I have been invited to a number of job-sites across the United States where work-related calamities have occurred. I have been sent to retail stores, restaurants, hospitals, and banks after armed robberies, sudden deaths, and murders to help employees and managers sort through the myriad emotions that surface for them after such incidents. I have provided counseling through Workers' Compensation insurance programs to assist employees.

Most recently, I was involved in CISD's after September 11, 2001. I worked in New York at many companies on Wall Street and in Washington, DC at a number of sites, including at the Pentagon, as well as at other government agencies.

I serve as a supervisor of the CISD team at Sheppard Pratt Psychiatric Hospital in Maryland and have met with doctors, nurses, and other staff members after patients have attempted or committed suicide or have assaulted staff members or other patients. On several occasions, debriefings were needed when staff members died suddenly. As a supervisor, one of my jobs is to be available to debrief the other members of the debriefing teams as well. I have provided EAP counseling to employees at that hospital after such calamities.

My initial training in CISD was in the Jeffrey Mitchell model. Anxiety levels appear to be reduced by this approach. Since my training in the energy modalities, including Emotional Freedom Techniques (EFT), I have found many methods that are even more effective than CISD as a secondary intervention in reducing the effects of trauma after the initial group-debriefing. Trauma Incident Reduction (TIR) is another fine method for reducing or resolving trauma. I would recommend EFT and TIR for those who are identified as continuing to have difficulties in returning to their previous levels of functioning in their personal and professional realms.

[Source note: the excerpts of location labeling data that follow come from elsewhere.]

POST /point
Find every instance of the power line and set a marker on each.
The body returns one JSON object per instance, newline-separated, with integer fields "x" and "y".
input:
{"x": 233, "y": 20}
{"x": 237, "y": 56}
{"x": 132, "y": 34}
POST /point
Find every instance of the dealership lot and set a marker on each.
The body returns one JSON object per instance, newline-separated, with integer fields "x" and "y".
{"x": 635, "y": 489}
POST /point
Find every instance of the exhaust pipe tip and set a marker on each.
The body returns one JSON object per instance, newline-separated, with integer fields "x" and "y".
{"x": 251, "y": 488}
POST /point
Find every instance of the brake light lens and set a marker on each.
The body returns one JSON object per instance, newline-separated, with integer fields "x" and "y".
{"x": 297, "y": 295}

I recommend EFT as the first intervention because in most cases, it appears to work even faster than TIR. I've used it successfully for treatment of traumas, Post-Traumatic Stress Disorder (PTSD), phobias, many physical discomforts, stress reduction, and to enhance sports performance and business performance. It is also more convenient for most of my clients since they can experience and benefit from EFT during our phone consultations.

For three years, I was the crisis interventionist in the Emergency Department (ED) of a Baltimore hospital and provided the grief counseling and anticipatory grief counseling for patients and their families. It was also my job to debrief the medical staff after difficult procedures. I also did all the assessments on suicidal patients and provided short-term counseling in the ED. I developed a specialty in working with parents of children who died of Sudden Infant Death Syndrome.

I teach grief counseling and have worked with 13-year-old children through a local school to teach them how to approach grieving friends and relatives.

For a few years, I met monthly with the members of the Victim Assistance Program (VAP) of Baltimore County, sponsored by the State's Attorney's Office, to offer group-support counseling to those people who have experienced deaths of loved ones through homicide or drunk driving murders.

Psychiatrists-in-training at Sheppard Pratt Hospital have requested that I supervise them on issues involving counseling in the area of grief and trauma.

In addition to the above, I have a private practice involving trauma counseling, utilizing EFT, many other energy therapy methods, as well as TIR. These methods can be used successfully to treat depression, anxiety, specific phobias, grief, and trauma. They can also be used to reduce many physical discomforts and to enhance sports and business performance.

I receive referrals internationally from health-care workers as well as mental-health professionals and clergy. I have phone clients from all over the United States and in many other countries.